The i18n strings inside the code are directly in English language and located
currently only the tally_pipes/pipes/pdf.py
file. The translation template is located in
tally_pipes/pipes/locale/pipes.pot
and the translation for each language are
to be located in a path following the pattern
tally_pipes/pipes/locale/<lang-code>/LC_MESSAGES/pipes.po
.
To create a translation, just copy tally_pipes/pipes/locale/pipes.pot
into a new file following the previously mentioned pattern
tally_pipes/pipes/locale/<lang-code>/LC_MESSAGES/pipes.po
. The language code
for each language is defined in
ISO 639-1 and a table of codes can be found in Wikipedia. For example, the language code for Spanish is es
and for German is de
.
Currently tally-pipes
contains translations for the following languages:
- English (en, the default)
- Spanish (es)
Step 2. Building the translations
Each time an i18n string is changed, removed or added to the code, you should
run the following command to update the translation template (the
tally_pipes/pipes/locale/pipes.pot
file):
# run in the `tally-pipes` directory
python setup.py extract_messages
After updating a translation or adding a new one, you should rebuild the
translation files.
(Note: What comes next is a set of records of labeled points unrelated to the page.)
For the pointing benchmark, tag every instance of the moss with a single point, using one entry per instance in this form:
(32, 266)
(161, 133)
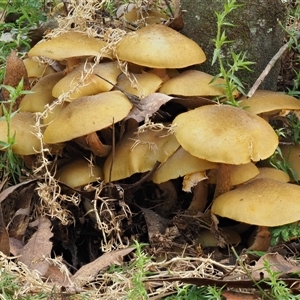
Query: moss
(256, 31)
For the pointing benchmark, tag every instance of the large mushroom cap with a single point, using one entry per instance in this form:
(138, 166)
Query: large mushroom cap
(70, 44)
(225, 134)
(268, 101)
(158, 46)
(87, 114)
(263, 202)
(86, 85)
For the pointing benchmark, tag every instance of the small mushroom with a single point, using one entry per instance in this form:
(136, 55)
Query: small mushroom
(263, 202)
(22, 126)
(78, 173)
(41, 93)
(269, 103)
(143, 85)
(138, 153)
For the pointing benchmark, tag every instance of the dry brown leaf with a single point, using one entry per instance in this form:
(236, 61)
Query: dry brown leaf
(89, 271)
(38, 248)
(8, 191)
(55, 276)
(20, 220)
(278, 264)
(150, 105)
(15, 71)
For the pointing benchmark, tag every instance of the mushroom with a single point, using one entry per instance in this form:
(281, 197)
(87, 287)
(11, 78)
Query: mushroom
(173, 168)
(263, 202)
(69, 45)
(194, 83)
(227, 135)
(36, 69)
(269, 103)
(160, 47)
(87, 115)
(238, 173)
(272, 173)
(138, 153)
(41, 93)
(142, 85)
(22, 126)
(86, 85)
(291, 155)
(78, 173)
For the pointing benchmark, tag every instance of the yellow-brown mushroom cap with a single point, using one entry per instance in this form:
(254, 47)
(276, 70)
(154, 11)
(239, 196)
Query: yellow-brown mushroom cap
(264, 101)
(225, 134)
(158, 46)
(179, 164)
(139, 153)
(22, 126)
(262, 202)
(70, 44)
(87, 114)
(87, 84)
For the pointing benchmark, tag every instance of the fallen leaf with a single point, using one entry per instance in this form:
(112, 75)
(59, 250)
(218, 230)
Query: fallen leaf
(38, 248)
(20, 220)
(229, 295)
(9, 190)
(191, 180)
(278, 264)
(149, 105)
(89, 271)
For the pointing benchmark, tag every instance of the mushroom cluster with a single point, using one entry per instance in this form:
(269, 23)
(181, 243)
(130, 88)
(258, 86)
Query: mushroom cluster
(191, 139)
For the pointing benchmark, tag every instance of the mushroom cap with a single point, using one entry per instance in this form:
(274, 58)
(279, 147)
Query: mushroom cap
(87, 114)
(225, 134)
(22, 125)
(78, 173)
(92, 84)
(35, 102)
(194, 83)
(262, 202)
(158, 46)
(131, 157)
(70, 44)
(291, 154)
(37, 69)
(272, 173)
(268, 101)
(174, 167)
(147, 83)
Even if translations are written in plaintext (.po
format),
they are used in compiled format, as this is the way the venerable gettext
library (+30 years old) works. This compilation can be done with the following
command in the tally-pipes
directory:
# run in the `tally-pipes` directory
python setup.py compile_catalog
Step 3. Choosing the PDF results language
By default, the election results are shown in english. Of course, this can be
changed. The PDF election results are generated by tally-pipes
. The way to
apply any configuration to tally-pipes
is through the
Results config pipes.
By default, the language is English and the default election results config pipes is the following:
{
"version": "1.0",
"pipes": [
{
"type": "tally_pipes.pipes.pdf.configure_pdf",
"params": {
"languages": ["en"]
}
},
{
"type": "tally_pipes.pipes.results.do_tallies",
"params": {}
},
{
"type": "tally_pipes.pipes.sort.sort_non_iterative",
"params": {}
}
]
}
You can specify the language of the PDF election results changing the
highlighted line. For example, if you want the election results in Spanish,
the line would be "languages": ["es"]
instead.
Step 4. Send the Pull Request
We welcome your contributions. This is an open source project and we'll be happy to accept your pull request adding support for a new language or updating an existing translation. Please ensure you read and follow the step in the Contribution Guide to do so.